Vous devez être des financiers pour équilibrer au mieux des projets assortis de loyers compatibles avec les ressources des familles et la situation du marché local du logement -même si vous conviendrez avec moi que, si l'on peut toujours faire mieux, le gouvernement a pris l'été dernier des mesures importantes pour aider à l'équilibre des opérations de logements neufs.
Concomitamment vous devez exercer vos compétences de maître d'uvre afin de choisir les architectes qui sauront promouvoir une architecture souvent novatrice mais toujours soucieuse de la qualité de vie apportée aux futurs occupants et je crois qu'il s'agit-là d'un enjeu essentiel pour l'avenir du logement social et de son image, que nous évoquions il y a un instant.
Reste, et je sais que ce n'est pas la moindre des responsabilités et qu'elle est souvent difficile, voire usante, à organiser les conditions du meilleur service possible aux usagers, aux locataires et aux demandeurs de logement. La société évolue, les exigences des habitants évoluent avec elles et, par ailleurs, je sais que, dans bien des quartiers, les agents des organismes d'HLM sont quotidiennement au contact des réalités sociales et des difficultés de vie de nombre d'habitants, voire des situations de violence. Assurer à chacun de ces locataires des prestations de haut niveau n'est pas chose aisée, et c'est pourtant indispensable pour que le logement social reste synonyme de qualité.
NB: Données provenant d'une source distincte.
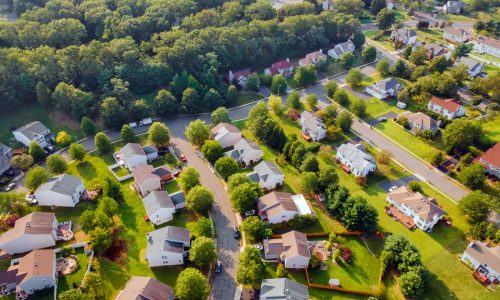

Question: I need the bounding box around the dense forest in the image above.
[0,0,360,126]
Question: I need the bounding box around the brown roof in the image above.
[17,249,56,284]
[281,230,311,259]
[465,241,500,272]
[0,212,56,243]
[389,186,446,222]
[479,142,500,168]
[430,96,462,112]
[132,165,159,185]
[116,276,174,300]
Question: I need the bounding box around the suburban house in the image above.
[146,226,191,267]
[211,123,241,149]
[299,49,326,66]
[225,68,252,87]
[300,110,326,142]
[460,241,500,284]
[35,174,85,207]
[0,143,12,175]
[365,77,403,100]
[224,138,264,166]
[427,96,465,120]
[264,58,293,77]
[263,230,311,269]
[443,1,465,15]
[257,192,313,224]
[248,160,285,190]
[260,278,309,300]
[424,43,451,60]
[387,186,446,230]
[12,121,54,147]
[454,56,484,78]
[479,142,500,178]
[336,143,377,176]
[0,212,72,255]
[142,191,175,226]
[132,165,161,197]
[398,111,439,135]
[474,35,500,57]
[391,28,417,48]
[0,249,57,299]
[328,40,356,59]
[115,276,175,300]
[443,26,469,43]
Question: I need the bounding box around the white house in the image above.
[115,276,175,300]
[142,191,175,226]
[35,174,85,207]
[427,96,465,120]
[263,230,311,269]
[474,35,500,57]
[0,249,57,299]
[146,226,191,267]
[387,186,446,230]
[0,212,59,255]
[259,278,309,300]
[0,143,12,175]
[336,143,377,176]
[460,241,500,283]
[257,191,313,224]
[365,77,403,100]
[224,138,264,166]
[443,26,469,43]
[132,165,161,197]
[328,40,356,59]
[12,121,54,147]
[248,160,285,190]
[211,123,241,149]
[300,110,326,142]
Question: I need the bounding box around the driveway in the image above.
[172,137,240,300]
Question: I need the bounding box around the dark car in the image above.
[233,227,240,240]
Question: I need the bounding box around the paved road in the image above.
[172,137,240,300]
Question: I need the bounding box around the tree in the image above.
[236,247,266,287]
[28,141,46,162]
[324,80,339,101]
[300,172,319,194]
[271,74,288,95]
[361,45,377,62]
[80,117,97,136]
[210,106,231,125]
[47,154,67,175]
[24,166,49,191]
[189,236,217,268]
[184,119,210,148]
[458,164,486,190]
[120,124,137,144]
[340,51,355,70]
[214,156,240,179]
[201,140,224,164]
[175,268,210,300]
[230,182,259,214]
[148,122,170,146]
[241,216,266,242]
[377,8,396,30]
[186,185,214,215]
[375,58,391,77]
[268,95,283,115]
[458,191,491,224]
[345,68,363,87]
[10,154,34,172]
[335,111,352,132]
[177,167,200,193]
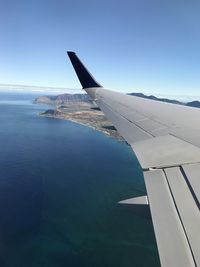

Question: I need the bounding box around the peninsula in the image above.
[34,93,200,141]
[34,94,124,141]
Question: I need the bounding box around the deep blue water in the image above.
[0,94,159,267]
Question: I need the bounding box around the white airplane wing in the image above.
[68,52,200,267]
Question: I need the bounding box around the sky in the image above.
[0,0,200,96]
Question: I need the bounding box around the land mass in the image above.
[34,93,200,141]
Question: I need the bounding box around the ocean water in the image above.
[0,93,160,267]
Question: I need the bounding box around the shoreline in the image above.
[39,111,125,142]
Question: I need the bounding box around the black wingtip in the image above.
[67,51,102,89]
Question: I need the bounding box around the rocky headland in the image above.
[34,93,200,141]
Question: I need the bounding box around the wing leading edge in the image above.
[68,52,200,267]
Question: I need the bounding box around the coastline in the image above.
[39,109,124,142]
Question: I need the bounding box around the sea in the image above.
[0,93,160,267]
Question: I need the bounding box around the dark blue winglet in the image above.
[67,51,102,89]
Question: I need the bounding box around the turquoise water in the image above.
[0,94,159,267]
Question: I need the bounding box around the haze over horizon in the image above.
[0,0,200,96]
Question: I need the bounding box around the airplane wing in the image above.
[68,52,200,267]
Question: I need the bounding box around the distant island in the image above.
[34,93,200,141]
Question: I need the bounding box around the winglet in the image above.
[67,51,102,89]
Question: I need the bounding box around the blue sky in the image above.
[0,0,200,96]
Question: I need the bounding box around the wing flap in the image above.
[144,170,195,267]
[183,163,200,203]
[131,135,200,169]
[165,167,200,266]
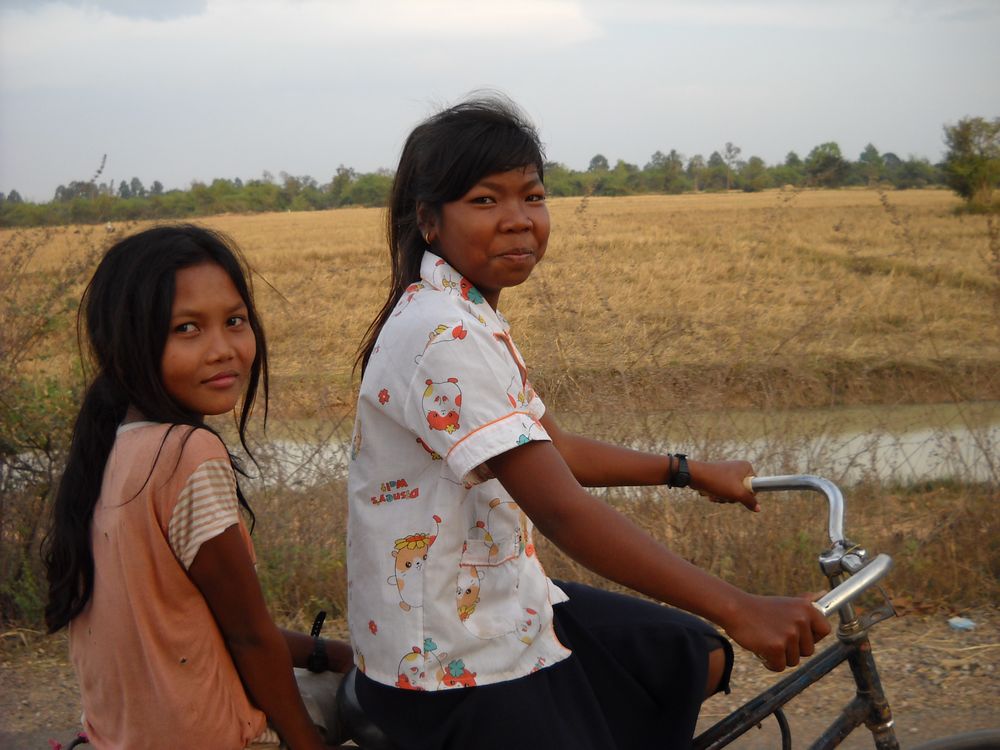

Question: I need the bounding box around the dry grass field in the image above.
[0,190,1000,624]
[11,190,1000,417]
[0,190,1000,746]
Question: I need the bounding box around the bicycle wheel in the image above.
[913,729,1000,750]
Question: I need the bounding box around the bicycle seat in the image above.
[337,667,396,750]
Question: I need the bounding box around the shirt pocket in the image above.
[455,535,525,639]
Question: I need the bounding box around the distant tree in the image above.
[722,141,742,190]
[944,117,1000,206]
[805,141,848,187]
[326,164,357,206]
[587,154,611,172]
[892,156,942,190]
[768,151,805,187]
[684,154,705,192]
[739,156,771,193]
[702,151,729,190]
[858,143,885,185]
[643,151,667,172]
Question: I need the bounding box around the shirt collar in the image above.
[420,250,510,333]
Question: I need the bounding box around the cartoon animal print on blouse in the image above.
[396,646,426,690]
[392,281,424,318]
[458,276,486,305]
[455,565,484,622]
[477,497,535,562]
[417,438,443,461]
[437,659,476,687]
[517,417,545,445]
[351,424,363,461]
[423,378,462,435]
[396,638,476,690]
[386,516,441,612]
[514,607,542,646]
[413,323,469,365]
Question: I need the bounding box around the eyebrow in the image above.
[476,171,545,190]
[170,300,250,320]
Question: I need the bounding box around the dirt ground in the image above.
[0,608,1000,750]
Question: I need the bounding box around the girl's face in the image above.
[418,166,549,309]
[160,263,257,415]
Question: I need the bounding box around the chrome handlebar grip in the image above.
[813,554,892,617]
[750,474,844,545]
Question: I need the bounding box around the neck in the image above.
[122,404,146,424]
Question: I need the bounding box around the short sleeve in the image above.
[167,458,240,570]
[404,321,550,484]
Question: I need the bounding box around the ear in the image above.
[417,201,439,241]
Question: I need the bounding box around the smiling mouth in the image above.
[202,371,239,388]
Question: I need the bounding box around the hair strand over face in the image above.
[355,94,544,371]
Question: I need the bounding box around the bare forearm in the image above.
[538,488,746,628]
[553,433,670,487]
[280,630,354,673]
[227,629,322,750]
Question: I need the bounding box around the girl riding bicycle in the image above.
[348,98,829,748]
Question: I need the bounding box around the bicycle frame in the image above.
[693,475,899,750]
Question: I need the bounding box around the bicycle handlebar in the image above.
[813,554,892,617]
[744,474,844,545]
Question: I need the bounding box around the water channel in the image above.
[255,401,1000,488]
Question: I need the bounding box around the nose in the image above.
[206,329,236,362]
[500,200,534,232]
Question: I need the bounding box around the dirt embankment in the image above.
[0,609,1000,750]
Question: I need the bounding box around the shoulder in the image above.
[161,424,229,470]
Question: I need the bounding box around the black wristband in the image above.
[306,610,330,672]
[667,453,691,487]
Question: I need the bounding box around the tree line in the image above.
[0,117,1000,226]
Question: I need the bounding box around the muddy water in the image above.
[255,401,1000,487]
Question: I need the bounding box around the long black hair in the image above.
[42,224,268,633]
[355,93,544,371]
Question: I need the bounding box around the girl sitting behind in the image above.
[348,98,830,749]
[44,225,350,748]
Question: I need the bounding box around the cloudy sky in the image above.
[0,0,1000,201]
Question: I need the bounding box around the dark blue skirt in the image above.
[357,581,733,750]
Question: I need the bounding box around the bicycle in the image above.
[56,474,1000,750]
[337,474,1000,750]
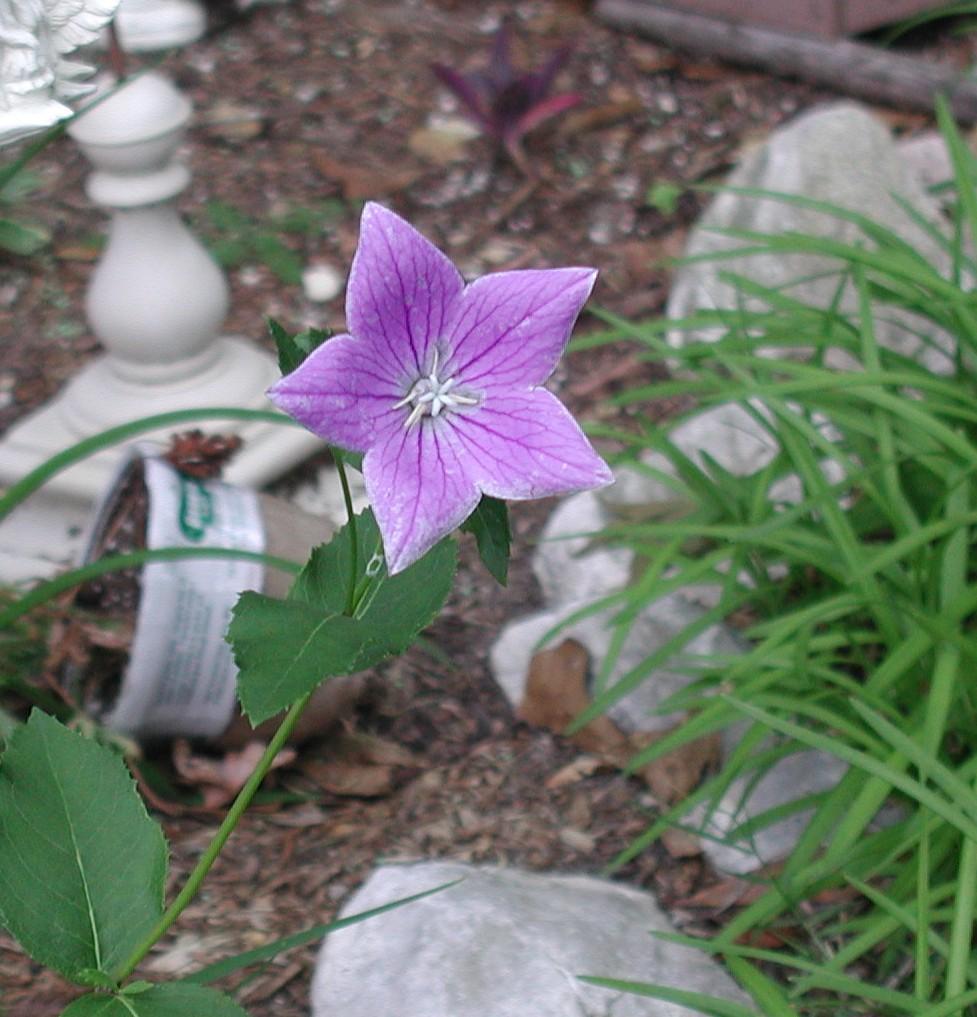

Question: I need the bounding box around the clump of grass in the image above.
[577,99,977,1017]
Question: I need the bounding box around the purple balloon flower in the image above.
[268,202,613,574]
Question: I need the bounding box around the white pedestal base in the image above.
[115,0,207,53]
[0,337,323,582]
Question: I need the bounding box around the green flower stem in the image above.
[0,406,299,520]
[0,547,301,629]
[117,692,312,982]
[333,453,360,618]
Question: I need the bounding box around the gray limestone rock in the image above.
[533,485,633,605]
[689,750,848,874]
[489,594,741,732]
[312,861,748,1017]
[667,103,955,373]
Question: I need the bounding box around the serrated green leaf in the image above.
[0,710,167,980]
[462,494,511,586]
[268,318,332,374]
[75,967,118,989]
[0,219,51,254]
[228,511,455,723]
[61,981,247,1017]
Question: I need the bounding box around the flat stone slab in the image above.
[489,587,742,733]
[312,861,748,1017]
[667,102,956,374]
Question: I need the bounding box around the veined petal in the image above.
[444,268,597,391]
[363,419,480,575]
[346,201,465,377]
[450,388,614,499]
[267,336,404,452]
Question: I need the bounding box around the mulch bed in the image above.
[0,0,970,1017]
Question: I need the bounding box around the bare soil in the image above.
[0,0,971,1017]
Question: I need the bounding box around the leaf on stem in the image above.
[268,318,331,374]
[228,510,456,724]
[462,494,511,586]
[61,981,247,1017]
[0,710,167,985]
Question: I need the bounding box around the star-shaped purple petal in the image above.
[268,202,613,574]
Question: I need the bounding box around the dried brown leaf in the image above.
[515,639,627,761]
[311,148,421,200]
[303,760,396,798]
[173,738,295,809]
[629,731,720,804]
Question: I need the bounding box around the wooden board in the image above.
[595,0,977,123]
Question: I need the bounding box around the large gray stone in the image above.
[689,739,848,874]
[667,103,955,373]
[312,861,748,1017]
[489,589,742,733]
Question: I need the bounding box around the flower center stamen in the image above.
[393,350,479,428]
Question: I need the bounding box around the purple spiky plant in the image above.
[431,20,583,169]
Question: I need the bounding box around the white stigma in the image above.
[393,350,479,427]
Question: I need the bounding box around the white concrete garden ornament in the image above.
[0,0,119,145]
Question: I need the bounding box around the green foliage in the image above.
[462,494,511,586]
[0,710,167,986]
[575,99,977,1017]
[645,180,685,216]
[268,318,330,374]
[198,199,347,286]
[0,168,51,255]
[228,511,455,724]
[61,981,247,1017]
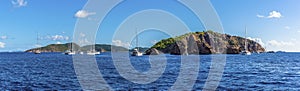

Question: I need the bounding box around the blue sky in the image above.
[0,0,300,52]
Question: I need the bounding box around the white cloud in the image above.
[75,10,96,18]
[267,39,300,52]
[0,36,7,40]
[268,11,282,18]
[284,26,291,30]
[247,37,265,47]
[0,42,5,48]
[112,40,130,48]
[268,40,295,47]
[56,41,62,44]
[11,0,27,7]
[256,11,283,18]
[256,14,265,18]
[46,35,70,41]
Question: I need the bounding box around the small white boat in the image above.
[86,50,101,55]
[33,33,42,54]
[240,51,251,55]
[131,49,143,56]
[65,43,76,55]
[34,50,42,54]
[65,50,76,55]
[240,27,251,55]
[131,29,143,56]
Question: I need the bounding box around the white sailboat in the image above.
[131,30,143,56]
[240,27,251,55]
[65,43,76,55]
[86,45,101,55]
[34,33,42,54]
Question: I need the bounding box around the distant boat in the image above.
[131,29,143,56]
[65,43,76,55]
[34,33,42,54]
[86,50,101,55]
[34,50,42,54]
[240,27,251,55]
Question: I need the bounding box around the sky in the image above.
[0,0,300,52]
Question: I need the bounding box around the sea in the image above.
[0,52,300,91]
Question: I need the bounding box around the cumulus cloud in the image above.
[256,14,265,18]
[268,11,282,18]
[0,36,7,40]
[47,35,70,41]
[112,40,130,48]
[267,39,300,52]
[75,10,96,18]
[11,0,27,7]
[256,11,283,18]
[247,37,265,46]
[0,42,5,48]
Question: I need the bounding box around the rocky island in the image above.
[145,31,265,55]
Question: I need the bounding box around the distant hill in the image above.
[25,43,128,52]
[145,31,265,55]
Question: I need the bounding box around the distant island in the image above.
[145,30,265,55]
[25,31,265,55]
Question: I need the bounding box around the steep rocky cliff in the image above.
[145,31,265,55]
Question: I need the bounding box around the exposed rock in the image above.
[146,31,265,55]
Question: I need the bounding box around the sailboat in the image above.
[86,45,101,55]
[65,43,76,55]
[131,30,143,56]
[240,27,251,55]
[34,33,42,54]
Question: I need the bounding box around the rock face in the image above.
[146,31,265,55]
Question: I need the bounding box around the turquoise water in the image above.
[0,53,300,90]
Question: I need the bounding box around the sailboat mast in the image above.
[245,26,248,51]
[135,29,139,51]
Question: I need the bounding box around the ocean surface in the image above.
[0,52,300,90]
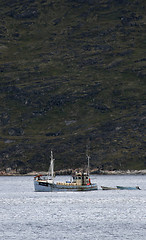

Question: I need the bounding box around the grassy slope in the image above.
[0,0,145,171]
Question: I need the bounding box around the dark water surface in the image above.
[0,175,146,240]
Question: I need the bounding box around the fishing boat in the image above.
[117,186,141,190]
[101,186,117,190]
[34,151,98,192]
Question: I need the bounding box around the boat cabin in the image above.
[72,172,91,185]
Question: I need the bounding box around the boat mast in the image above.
[86,142,90,174]
[48,150,55,178]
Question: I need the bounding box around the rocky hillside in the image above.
[0,0,146,173]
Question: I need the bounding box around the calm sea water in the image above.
[0,175,146,240]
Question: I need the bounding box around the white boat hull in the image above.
[34,180,98,192]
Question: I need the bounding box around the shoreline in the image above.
[0,169,146,176]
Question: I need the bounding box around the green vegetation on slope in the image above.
[0,0,146,172]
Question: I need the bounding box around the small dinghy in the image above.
[101,186,117,190]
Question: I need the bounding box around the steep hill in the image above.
[0,0,146,173]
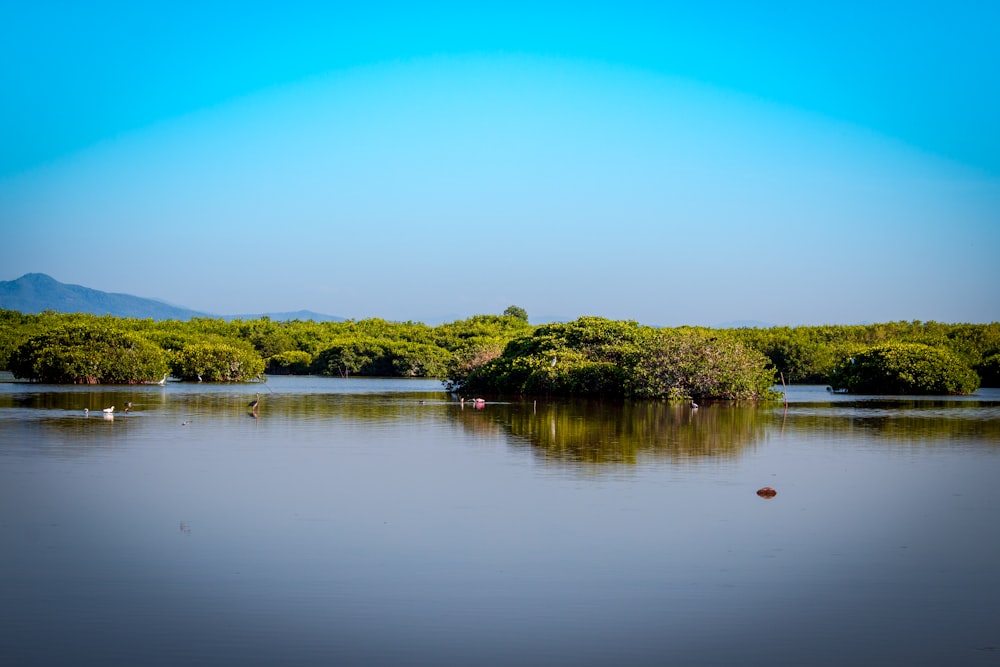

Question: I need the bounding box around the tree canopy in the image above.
[0,306,1000,397]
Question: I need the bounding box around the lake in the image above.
[0,377,1000,666]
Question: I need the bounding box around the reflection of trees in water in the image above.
[458,400,769,463]
[778,399,1000,446]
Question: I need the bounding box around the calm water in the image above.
[0,377,1000,666]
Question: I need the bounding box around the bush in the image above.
[976,353,1000,387]
[265,350,312,375]
[830,343,979,395]
[173,342,264,382]
[312,337,450,377]
[628,331,775,400]
[10,323,167,384]
[448,317,776,400]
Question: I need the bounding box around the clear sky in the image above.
[0,0,1000,326]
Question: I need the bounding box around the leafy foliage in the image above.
[172,342,264,382]
[0,306,1000,396]
[449,317,774,400]
[264,350,312,375]
[976,353,1000,387]
[503,306,528,322]
[830,343,979,394]
[9,322,167,384]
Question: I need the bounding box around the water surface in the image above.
[0,377,1000,665]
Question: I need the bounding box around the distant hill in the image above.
[222,310,344,322]
[0,273,343,322]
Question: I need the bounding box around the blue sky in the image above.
[0,1,1000,326]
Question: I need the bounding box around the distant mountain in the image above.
[0,273,344,322]
[222,310,344,322]
[0,273,210,320]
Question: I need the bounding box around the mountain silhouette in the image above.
[0,273,343,322]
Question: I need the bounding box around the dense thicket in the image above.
[449,317,775,400]
[0,306,1000,396]
[830,343,979,394]
[9,322,167,384]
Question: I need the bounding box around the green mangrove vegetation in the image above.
[830,343,979,394]
[0,306,1000,400]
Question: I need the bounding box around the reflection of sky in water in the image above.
[0,379,1000,665]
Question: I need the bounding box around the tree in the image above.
[830,343,979,395]
[503,306,528,322]
[448,317,775,400]
[173,342,264,382]
[9,318,167,384]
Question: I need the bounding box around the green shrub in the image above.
[9,323,167,384]
[976,353,1000,387]
[830,343,979,394]
[265,350,312,375]
[448,317,776,400]
[173,342,264,382]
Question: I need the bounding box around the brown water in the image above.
[0,378,1000,666]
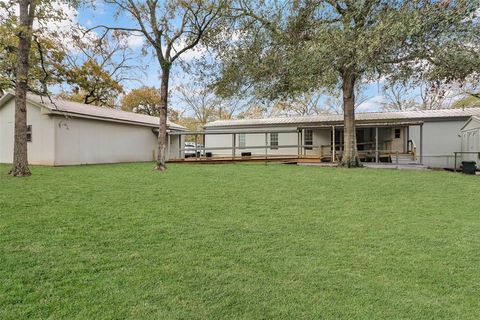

Tous ces métiers, vous les exercez non pas dans un objectif de rentabilité financière -même si vous avez le souci légitime d'équilibrer vos comptes!- mais pour le bien public : pour que chacun quelles que soient ses ressources, quel que soit son mode de vie, quelles que soient ses origines puisse trouver à se loger.
Je crois profondément que c'est là le cur de la mission des organismes d'HLM; non pas la seule mission, mais la mission première. Toutes les autres compétences, d'aménagement, d'accession à la propriété, de prestation de services sont utiles et légitimes si elles confortent cette mission première.
Notre pays, les collectivités locales, nos concitoyens et en particulier les plus modestes ont besoin de vous pour assumer ces missions d'intérêt général. Je sais que nous pouvons compter sur vos compétences et votre motivation et je vous en remercie.
La période actuelle est dense en débats sur la place et l'avenir du logement social dans notre pays. L'échange de ce matin y contribue. Soyez-en certains, le gouvernement a la ferme volonté, avec les élus, avec les habitants et avec les responsables que vous êtes, d'assurer cet avenir et de conforter cette place, parce que le logement social est tout simplement indispensable à un très grand nombre de français, durablement ou temporairement, pour se loger. La tâche est rude, mais je crois que si nous ne la croyions pas possible, nous ne serions pas là réunis.
Je sais que vos travaux ont été productifs et je serai attentif à leurs conclusions.
Je vous remercie une fois encore de votre accueil et de votre attention.